We can then pass p = prob into sample() and it will appropriately balance the colors:

# Draw a bunch of beads
sampledBeads <- sample(beadColor,
                       size = 2036,
                       replace = TRUE,
                       p = prob)

# View proportions
round(table(sampledBeads) / length(sampledBeads),3)
black blue orange white
0.201 0.106 0.382 0.311

This has the added benefit of having the probability directly saved as a vector, which we will utilize a lot as we continue with these calculations.

34.3.2 Try it out

Create a vector of traffic light colors and give them the following probabilities. (take care to not overwrite the prob and sampledBeads variables, as they will be used again soon).

trafficLights probLight
red 0.3
yellow 0.1
green 0.6

Sample at least 2,000 trials (arrivals at the light) to see what proportion of the time you hit each color.

34.4 Simple addition

Often we may want to know the probability of getting either of two (or more) values. For example, we may want to know the probability of getting either a black or a blue bead.
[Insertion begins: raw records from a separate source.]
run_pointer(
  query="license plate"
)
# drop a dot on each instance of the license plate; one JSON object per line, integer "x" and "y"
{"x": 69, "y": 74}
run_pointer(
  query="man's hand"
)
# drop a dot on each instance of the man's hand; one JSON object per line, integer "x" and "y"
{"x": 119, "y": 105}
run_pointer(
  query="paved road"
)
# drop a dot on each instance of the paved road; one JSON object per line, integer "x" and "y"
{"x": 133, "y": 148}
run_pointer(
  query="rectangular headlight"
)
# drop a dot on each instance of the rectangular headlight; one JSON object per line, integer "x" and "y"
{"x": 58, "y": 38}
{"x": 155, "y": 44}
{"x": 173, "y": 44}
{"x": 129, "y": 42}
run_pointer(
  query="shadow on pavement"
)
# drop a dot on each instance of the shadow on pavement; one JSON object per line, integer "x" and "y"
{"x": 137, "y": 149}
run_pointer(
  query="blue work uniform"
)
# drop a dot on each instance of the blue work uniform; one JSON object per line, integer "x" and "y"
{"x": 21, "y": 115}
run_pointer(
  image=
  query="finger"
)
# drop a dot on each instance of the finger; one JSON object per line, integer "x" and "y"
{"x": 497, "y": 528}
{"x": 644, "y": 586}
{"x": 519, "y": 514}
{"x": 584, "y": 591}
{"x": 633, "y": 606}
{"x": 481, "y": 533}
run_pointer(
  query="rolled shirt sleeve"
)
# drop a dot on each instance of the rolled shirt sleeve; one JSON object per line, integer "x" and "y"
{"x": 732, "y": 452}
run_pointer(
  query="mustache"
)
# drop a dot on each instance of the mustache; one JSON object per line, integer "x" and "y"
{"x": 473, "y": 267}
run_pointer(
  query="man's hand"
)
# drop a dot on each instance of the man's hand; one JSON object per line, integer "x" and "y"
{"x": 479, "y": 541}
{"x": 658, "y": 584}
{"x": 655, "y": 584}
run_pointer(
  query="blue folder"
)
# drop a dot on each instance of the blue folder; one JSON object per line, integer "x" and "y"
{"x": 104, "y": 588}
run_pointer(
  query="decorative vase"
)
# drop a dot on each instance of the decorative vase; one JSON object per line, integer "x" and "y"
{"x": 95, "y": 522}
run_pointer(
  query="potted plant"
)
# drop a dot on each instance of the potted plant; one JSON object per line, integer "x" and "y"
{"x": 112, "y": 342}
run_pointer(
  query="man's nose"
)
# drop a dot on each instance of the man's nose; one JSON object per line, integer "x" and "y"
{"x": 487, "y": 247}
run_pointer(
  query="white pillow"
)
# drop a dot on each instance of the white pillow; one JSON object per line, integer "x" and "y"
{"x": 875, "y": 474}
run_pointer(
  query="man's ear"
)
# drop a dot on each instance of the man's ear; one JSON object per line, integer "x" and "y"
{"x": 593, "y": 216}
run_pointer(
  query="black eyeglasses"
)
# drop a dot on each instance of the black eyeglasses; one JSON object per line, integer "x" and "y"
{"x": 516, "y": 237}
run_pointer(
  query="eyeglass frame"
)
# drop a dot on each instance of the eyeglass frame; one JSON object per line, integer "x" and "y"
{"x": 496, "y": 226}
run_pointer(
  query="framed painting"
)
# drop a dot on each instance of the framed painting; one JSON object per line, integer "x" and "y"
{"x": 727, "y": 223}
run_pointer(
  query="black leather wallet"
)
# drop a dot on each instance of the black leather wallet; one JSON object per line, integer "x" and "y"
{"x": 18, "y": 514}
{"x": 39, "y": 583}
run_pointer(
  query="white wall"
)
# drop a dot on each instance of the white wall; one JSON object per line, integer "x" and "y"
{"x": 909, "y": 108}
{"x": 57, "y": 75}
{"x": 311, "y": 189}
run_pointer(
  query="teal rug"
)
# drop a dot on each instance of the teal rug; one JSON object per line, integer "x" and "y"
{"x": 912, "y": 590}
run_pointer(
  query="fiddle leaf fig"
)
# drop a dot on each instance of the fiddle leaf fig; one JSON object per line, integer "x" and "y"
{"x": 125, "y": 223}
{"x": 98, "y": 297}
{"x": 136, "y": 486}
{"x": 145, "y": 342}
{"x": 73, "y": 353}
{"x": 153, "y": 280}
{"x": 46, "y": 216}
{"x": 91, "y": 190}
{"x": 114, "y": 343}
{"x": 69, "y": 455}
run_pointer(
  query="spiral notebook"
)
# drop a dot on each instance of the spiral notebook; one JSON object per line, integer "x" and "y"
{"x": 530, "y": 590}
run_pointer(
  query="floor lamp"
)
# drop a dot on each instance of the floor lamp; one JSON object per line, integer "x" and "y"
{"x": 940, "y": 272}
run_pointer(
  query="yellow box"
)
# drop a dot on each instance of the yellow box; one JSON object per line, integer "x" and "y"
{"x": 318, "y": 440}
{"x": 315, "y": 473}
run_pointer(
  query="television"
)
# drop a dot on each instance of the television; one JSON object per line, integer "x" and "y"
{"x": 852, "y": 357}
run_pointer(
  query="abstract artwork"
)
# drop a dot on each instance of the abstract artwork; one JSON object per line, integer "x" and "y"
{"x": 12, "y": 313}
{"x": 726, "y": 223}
For simple cases where we can never get both, we call these probabilities “disjoint” which means that you can only ever get one of the other. In the bead example, this is clear: any bead we draw can be either black or blue, but never both.

34.4.1 Simulation

Before we do the math, let’s see the result from our simulation. Looking at our table:

black blue orange white Sum
409 216 777 634 2036

We can quickly see that there are 409 black and 216 blue beads in our sample, for a total of 625 black or blue beads. We could then divide by the total number of beads to get a probability of getting either of these colors of \(\frac{625}{2036}\) = 0.307.

However, we can also test it directly from the vector of results. This may seem more complicated, but (as is often the case) it will make things easier soon. For this, we will ask for each bead if it is either black or (using the | pipe character) blue.

# Get true/false for each sampled bead
isBlackOrBlue <- sampledBeads == "black" | 
                 sampledBeads == "blue"

# See the results
table(isBlackOrBlue)
## isBlackOrBlue
## FALSE  TRUE 
##  1411   625

We can then either get just the number of TRUE’s with sum() or the proportion (what we are interested in) with mean() (it counts up the TRUE’s as 1’s and then divides by the number of sampled beads).

# Get proportion
mean(isBlackOrBlue)
## [1] 0.3069745

This works well for a small number of colors, but you can imagine that if we wanted to know if it matched one of ten (or even more) colors, that there would be a lot of redundant typing. Instead, R offers us the operator %in% which, like the == with | approach returns TRUE’s and FALSE’s. However, instead of asking if there is a match to just one color with each ==, we can ask if each bead matches anything in the list we give it. We can combine this with mean() directly, and get the same result as above.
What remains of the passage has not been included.